William was a respected and popular figure in Newcastle by both rich and poor. Though he had purchased Wallington Hall and had spent money establishing it as a family seat, he had preferred to live and work in Newcastle from Greyfriars Mansion. In London he was known as Blackett ‘of Wallington’ but William always referred to himself as William ‘of Newcastle’.
When he died in London in 1705 he was returned to Newcastle and buried at St. Nicholas Church. In his will, he left £1,000 which was to be invested with the income being divided in three. The first third was to fund a school in Newcastle to teach reading. The second third was to be used to fund seven-year apprenticeships in the city. The final third was to be used to alleviate poverty in the parish of St. Andrews.
The Sir William Blackett Charity still maintains a presence in Newcastle today. Supported by the income of its historic investments, the charity has assets in excess of £3 million. These investments provide an income of over £200,000 per annum which is reinvested back into St. Andrews church community. A recent development has been supporting the growth of the Northumbria Deaf Mission. This provides space and training for the Deaf community in Newcastle. The charity also maintains a property portfolio in Newcastle and helps maintain the diverse aesthetic of Northumberland Street, for example.
Blackett, Sir William (1690-1728)
While his father received a baronetcy in his own name, just like his grandfather before him, the younger William Blackett was able to directly inherit all of his father’s estate and businesses. Sir William III even managed to follow his father into the House of Commons, though not without contest.
The grandson does not seem to have had the same political and business metal as the preceding Williams. His popularity declined throughout his life. He was suspected of being a Jacobite despite no direct involvement with the movement and he was never able to exceed his father’s successes. He died at the age of 38 leaving everything to his illegitimate daughter.

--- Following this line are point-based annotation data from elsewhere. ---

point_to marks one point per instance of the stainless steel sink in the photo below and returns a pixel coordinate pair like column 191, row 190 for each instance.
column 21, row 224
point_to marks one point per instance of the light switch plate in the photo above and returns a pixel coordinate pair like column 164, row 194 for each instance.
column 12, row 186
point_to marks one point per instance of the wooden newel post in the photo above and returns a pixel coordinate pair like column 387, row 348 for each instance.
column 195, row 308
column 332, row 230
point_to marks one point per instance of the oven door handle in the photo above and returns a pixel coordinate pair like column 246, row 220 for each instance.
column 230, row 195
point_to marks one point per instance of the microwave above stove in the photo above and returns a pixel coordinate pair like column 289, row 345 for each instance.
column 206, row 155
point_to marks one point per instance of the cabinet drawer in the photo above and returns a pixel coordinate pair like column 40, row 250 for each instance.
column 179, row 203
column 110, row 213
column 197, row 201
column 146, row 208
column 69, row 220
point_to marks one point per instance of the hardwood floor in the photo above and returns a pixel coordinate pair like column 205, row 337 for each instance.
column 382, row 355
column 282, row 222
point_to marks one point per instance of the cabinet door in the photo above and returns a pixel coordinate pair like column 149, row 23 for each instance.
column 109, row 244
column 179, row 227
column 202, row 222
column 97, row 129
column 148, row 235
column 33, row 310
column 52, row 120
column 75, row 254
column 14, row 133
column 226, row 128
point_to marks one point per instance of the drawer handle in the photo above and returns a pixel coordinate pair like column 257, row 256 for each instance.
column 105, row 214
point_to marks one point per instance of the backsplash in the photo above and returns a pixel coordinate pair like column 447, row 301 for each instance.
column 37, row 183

William III did leave one lasting contribution to the city. As MP to the town, he secured a Bill in parliament which established the Keelmen’s Hospital.
The hospital, which still stands vigilantly above Sandgate today, is a beautiful building built upon a beautiful vision. The hospital was a focal point for the Keelmen, a brightly dressed boisterous community of coal bargemen. Keelmen would pay into a central fund, which was supplemented by subscriptions, which provided pensions for widows, injury pay and accommodation for the elderly and medical assistance.

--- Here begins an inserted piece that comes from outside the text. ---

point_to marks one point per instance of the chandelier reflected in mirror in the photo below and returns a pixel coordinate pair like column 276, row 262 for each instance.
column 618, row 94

Blackett-Ord, M. (2004). Blackett, Sir William, first baronet. Available at: http://www.oxforddnb.com/view/10.1093/ref:odnb/9780198614128.001.0001/odnb-9780198614128-e-66521?rskey=4fLb3e&result=6 (Accessed: 20/06/2018).
Charity of Sir William Blackett the Younger financial returns. (2016). Available at the Charity Commission: http://beta.charitycommission.gov.uk/charity-details/?regid=244047&subid=0 (Accessed: 20/06/2018).
Lomas, R. (2009). An encyclopaedia of North-East England, Edinburgh: Birlinn Ltd, pp. 245, 457.
Welford, R. (1888). Men of Mark twixt Tyne and tweed: Chronicle of North-country lore and legend. Newcastle: Newcastle upon Tyne Jubilee Exhibition, pp. 442-444.